The QA engineer gets frustrated. With so many people doing work, things are far less stable. A lot of builds are duds — too many people working too fast and the merge doesn’t go quite right, etc. The developers reach out regularly and say “Don’t touch that! we know it’s broken!”. The QA leader suggests that the team create yet another server — called development — which will be up to them to control. Whenever they are satisfied that all the pieces work, then they can send a complete build to the QA server. There is no point in running a bunch of QA scripts against an app that’s known to be broken.
The first big user
A large enterprise becomes interested in this awesome web app our micro-team has been developing. They reach out and want some custom features. They are happy to pay but want to be able to approve functionality before it gets rolled out to their staff.
The team members discuss and decide that they are happy to build out these features but they don’t want to support separate apps. Anything the enterprise user wants will have to eventually get rolled out to public users. Miraculously, the enterprise agrees, provided they get a discount on pricing. Everyone is happy and life goes on.
However, to support this use case the team decides to create yet another server, called “Acceptance”. This server will be for these key users to try new features and give a thumbs up or thumbs down.
Now we have something that looks very much like this:
Now we have a full continuous integration and continuous delivery pipeline. The software can be developed quickly, tested quickly, and approved quickly. The team finds they spend very little time on anything that doesn't deliver value.
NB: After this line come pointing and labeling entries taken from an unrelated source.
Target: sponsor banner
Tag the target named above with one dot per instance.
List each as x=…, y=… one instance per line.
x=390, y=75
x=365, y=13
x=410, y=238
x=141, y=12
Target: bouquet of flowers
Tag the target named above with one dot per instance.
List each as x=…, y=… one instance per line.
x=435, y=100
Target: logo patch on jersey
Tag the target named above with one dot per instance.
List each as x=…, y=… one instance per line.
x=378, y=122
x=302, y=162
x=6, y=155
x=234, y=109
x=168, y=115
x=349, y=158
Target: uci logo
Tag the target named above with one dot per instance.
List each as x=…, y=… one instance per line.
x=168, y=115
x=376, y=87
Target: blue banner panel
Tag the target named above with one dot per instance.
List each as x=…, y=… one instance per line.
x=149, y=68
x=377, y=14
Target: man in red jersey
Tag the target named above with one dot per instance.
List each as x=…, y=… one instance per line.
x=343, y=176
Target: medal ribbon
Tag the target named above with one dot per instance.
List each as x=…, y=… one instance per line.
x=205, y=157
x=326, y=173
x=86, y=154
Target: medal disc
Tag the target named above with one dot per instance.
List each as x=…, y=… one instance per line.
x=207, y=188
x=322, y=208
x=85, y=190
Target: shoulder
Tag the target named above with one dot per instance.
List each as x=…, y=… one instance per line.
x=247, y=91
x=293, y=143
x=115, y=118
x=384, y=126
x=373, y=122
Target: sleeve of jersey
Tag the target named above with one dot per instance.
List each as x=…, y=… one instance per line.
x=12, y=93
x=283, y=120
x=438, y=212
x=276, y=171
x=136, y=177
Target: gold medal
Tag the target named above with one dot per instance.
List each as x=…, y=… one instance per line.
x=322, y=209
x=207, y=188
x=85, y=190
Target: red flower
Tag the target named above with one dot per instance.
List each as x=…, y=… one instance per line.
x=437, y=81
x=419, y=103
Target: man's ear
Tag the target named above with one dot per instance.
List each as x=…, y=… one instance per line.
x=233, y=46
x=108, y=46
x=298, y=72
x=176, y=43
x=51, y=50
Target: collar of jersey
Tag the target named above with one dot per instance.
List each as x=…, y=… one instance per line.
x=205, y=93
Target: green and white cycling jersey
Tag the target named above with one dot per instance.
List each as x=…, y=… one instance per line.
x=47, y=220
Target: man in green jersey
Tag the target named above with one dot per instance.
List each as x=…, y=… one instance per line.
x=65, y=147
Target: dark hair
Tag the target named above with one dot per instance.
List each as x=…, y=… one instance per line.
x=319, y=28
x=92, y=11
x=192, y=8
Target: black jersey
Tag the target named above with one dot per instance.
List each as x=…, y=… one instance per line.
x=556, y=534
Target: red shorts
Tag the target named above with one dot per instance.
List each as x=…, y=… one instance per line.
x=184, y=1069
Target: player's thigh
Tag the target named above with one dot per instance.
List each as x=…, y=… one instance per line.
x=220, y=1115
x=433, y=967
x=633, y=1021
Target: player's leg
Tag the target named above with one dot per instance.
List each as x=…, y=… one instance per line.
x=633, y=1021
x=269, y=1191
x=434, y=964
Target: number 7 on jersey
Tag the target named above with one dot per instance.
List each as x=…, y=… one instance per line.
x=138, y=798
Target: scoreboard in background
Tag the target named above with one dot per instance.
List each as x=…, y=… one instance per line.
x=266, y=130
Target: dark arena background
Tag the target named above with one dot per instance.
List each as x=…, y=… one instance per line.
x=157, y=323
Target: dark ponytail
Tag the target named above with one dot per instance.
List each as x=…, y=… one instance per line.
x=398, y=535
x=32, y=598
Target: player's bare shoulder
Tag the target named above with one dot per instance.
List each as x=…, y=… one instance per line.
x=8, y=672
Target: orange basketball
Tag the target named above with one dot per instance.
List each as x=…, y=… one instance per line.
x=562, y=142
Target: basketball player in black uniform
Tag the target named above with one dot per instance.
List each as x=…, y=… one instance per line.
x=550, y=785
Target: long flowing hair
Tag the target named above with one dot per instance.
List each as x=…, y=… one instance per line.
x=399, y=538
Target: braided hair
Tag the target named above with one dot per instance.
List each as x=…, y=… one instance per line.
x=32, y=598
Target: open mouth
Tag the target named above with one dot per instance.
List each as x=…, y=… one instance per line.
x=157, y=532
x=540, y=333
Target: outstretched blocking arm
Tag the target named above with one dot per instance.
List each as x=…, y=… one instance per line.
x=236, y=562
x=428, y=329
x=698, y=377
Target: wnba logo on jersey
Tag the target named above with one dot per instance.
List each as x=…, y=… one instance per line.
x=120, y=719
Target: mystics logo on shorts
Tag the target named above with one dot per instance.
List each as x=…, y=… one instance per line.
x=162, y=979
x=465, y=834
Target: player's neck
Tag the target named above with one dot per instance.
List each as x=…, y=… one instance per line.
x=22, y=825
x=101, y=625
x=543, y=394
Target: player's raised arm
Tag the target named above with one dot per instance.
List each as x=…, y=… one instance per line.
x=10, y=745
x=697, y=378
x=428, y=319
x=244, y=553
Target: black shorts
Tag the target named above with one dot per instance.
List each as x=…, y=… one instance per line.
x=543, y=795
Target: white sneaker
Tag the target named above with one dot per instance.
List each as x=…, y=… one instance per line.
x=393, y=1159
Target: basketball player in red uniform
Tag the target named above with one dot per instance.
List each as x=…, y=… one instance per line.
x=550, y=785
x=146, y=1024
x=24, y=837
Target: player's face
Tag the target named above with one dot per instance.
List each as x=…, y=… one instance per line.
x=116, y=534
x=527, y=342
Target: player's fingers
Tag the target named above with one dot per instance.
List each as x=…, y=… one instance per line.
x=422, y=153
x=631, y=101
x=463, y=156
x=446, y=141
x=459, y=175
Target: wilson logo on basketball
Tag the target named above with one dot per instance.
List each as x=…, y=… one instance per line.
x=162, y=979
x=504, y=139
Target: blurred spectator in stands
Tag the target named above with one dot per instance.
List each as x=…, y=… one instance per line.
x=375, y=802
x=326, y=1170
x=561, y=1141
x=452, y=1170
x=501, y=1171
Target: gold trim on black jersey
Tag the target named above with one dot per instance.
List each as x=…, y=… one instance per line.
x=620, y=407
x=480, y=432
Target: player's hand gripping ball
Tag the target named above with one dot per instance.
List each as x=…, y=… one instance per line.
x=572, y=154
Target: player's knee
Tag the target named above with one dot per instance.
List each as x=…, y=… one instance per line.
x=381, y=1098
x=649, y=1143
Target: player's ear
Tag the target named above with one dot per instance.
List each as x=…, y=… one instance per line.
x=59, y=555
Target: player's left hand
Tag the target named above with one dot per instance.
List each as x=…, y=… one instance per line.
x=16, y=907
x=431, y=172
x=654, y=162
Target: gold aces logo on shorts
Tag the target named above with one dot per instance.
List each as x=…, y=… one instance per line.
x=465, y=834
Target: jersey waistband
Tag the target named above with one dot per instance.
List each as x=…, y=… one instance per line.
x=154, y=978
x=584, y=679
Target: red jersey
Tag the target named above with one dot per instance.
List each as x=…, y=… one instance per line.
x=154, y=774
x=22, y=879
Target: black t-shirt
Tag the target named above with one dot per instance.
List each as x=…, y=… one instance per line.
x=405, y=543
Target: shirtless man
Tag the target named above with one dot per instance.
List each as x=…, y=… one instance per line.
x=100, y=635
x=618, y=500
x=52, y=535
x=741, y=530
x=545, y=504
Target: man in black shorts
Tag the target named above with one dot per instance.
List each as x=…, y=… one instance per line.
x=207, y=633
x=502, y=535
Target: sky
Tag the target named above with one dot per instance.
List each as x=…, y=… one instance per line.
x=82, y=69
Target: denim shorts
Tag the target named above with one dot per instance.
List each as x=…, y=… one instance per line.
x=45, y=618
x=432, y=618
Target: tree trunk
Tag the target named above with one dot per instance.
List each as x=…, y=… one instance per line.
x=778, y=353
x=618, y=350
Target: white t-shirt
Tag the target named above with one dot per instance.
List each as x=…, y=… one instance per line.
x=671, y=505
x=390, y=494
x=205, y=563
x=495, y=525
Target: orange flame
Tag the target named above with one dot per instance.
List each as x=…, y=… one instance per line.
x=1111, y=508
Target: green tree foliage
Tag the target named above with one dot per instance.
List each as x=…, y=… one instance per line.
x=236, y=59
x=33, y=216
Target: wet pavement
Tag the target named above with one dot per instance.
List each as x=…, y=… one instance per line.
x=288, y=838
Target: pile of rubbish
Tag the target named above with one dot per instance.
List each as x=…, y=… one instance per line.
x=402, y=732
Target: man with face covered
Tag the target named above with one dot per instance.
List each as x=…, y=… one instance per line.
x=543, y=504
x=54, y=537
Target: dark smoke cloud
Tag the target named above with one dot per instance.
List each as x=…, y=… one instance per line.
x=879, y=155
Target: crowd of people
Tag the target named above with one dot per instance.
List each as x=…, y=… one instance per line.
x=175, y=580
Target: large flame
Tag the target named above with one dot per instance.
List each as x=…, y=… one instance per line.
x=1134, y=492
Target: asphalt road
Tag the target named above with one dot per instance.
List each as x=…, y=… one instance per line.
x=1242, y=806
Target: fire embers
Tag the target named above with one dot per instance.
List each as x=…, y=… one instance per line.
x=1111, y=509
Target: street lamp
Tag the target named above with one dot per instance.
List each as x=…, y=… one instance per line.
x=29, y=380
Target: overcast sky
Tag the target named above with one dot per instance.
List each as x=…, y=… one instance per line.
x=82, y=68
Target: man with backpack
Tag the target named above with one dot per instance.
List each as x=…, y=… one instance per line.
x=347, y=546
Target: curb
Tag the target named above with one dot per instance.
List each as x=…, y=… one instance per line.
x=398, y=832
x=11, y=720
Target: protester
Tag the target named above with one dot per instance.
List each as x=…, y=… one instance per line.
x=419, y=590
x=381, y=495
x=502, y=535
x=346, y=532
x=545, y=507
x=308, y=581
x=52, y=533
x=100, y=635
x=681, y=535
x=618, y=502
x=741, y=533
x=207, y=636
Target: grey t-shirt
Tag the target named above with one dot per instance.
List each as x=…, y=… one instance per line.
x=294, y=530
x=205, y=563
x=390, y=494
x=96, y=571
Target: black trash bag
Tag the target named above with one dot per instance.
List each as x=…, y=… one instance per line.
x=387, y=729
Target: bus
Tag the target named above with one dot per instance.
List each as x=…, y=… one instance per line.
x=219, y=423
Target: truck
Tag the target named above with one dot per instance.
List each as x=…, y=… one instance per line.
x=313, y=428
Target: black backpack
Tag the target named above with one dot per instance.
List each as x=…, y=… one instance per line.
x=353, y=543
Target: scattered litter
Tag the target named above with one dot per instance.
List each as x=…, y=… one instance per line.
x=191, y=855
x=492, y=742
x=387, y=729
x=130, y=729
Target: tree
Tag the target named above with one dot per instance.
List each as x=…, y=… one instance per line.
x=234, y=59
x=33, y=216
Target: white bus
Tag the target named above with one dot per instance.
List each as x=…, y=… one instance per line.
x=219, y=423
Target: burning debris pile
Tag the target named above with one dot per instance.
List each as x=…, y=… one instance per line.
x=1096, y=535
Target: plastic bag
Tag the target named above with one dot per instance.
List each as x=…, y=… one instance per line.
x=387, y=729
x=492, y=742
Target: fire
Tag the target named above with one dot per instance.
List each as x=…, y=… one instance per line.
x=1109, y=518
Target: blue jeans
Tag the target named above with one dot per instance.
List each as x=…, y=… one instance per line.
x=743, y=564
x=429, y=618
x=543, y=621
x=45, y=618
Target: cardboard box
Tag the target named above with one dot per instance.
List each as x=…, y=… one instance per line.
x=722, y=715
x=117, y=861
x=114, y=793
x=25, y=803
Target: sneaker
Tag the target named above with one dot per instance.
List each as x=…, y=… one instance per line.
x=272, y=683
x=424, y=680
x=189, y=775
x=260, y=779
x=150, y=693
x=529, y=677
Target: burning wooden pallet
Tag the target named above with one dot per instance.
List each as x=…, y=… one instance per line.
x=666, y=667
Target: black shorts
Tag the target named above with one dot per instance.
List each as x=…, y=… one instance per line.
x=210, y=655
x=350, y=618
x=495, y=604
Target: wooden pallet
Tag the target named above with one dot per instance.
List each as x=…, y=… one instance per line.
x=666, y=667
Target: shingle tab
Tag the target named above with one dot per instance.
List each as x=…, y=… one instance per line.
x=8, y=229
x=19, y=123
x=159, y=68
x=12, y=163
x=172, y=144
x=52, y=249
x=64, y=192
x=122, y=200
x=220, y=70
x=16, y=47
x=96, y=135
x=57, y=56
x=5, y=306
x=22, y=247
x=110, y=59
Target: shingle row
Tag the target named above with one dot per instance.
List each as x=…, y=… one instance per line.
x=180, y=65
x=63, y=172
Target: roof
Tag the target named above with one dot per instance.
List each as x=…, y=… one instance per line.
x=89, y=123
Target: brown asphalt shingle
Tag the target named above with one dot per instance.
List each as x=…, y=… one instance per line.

The evolution of continuous integration and continuous delivery often looks a lot like our story. Delivering quality software quickly and efficiently isn’t easy at the best of times, so it is important that developers have systems that support them.
I hope new developers gain some insight from this story, and consider how it relates to their current organization and their pain points. Are there issues with quality? Delivery? Debugging? User happiness? It’s all connected to the software lifecycle. Fixing the lifecycle and the tools that power it can make a huge impact.
Let me know if you have any questions!